If you find that log files are not being written to S3 or the JSON is invalid you should log into the Fastly control panel (credentials are available in govuk-secrets) and check the logging configuration of the service in question. The expected JSON formatting of CDN logs is defined in the infra-fastly-logs terraform project and this should be checked to see if it was changed recently and/or matches what is defined in the Fastly console.

How to check the “GOV.UK fastly logs” crawler

  1. Sign into the AWS console for the appropriate environment.
  2. Browse to AWS Glue and navigate to the “Crawlers” section.
  3. Find the crawler appropriate for the database, for example “Assets fastly logs” is for the “govuk_assets” database.
  4. View the logs from the last run by clicking the “Logs” link.
  5. Check the crawler has run in a recent time period (it should run once every 4 hours).

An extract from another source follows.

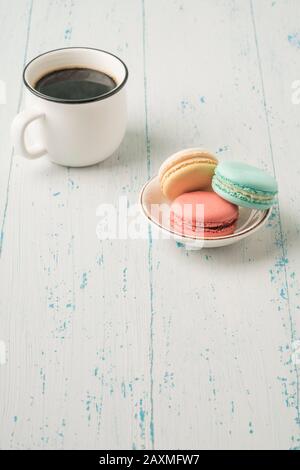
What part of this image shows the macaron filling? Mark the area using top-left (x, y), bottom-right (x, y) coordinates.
top-left (170, 191), bottom-right (239, 238)
top-left (212, 173), bottom-right (277, 205)
top-left (161, 158), bottom-right (217, 186)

Any issues in the logs should help indicate where a problem may be. For example, if you see entries indicating that many files don’t match the expected schema it may be that the database schema and JSON structure don’t match. If you find any discrepancies or that the crawler isn’t running you should check that the configuration is correct in the infra-fastly-logs terraform project and that the configuration is applied.

Freshness warning

A freshness warning indicates that the Jenkins job to monitor the alerts has not reported a success or failure in a sufficiently long time period.

Causes for this could be: the Jenkins job no longer exists; the job has been misconfigured and isn’t able to run on a schedule anymore; or the job is running and there is a problem reporting it’s completed status.

To resolve these issues you should investigate Jenkins for signs of problems in the job and any downstream jobs it triggers.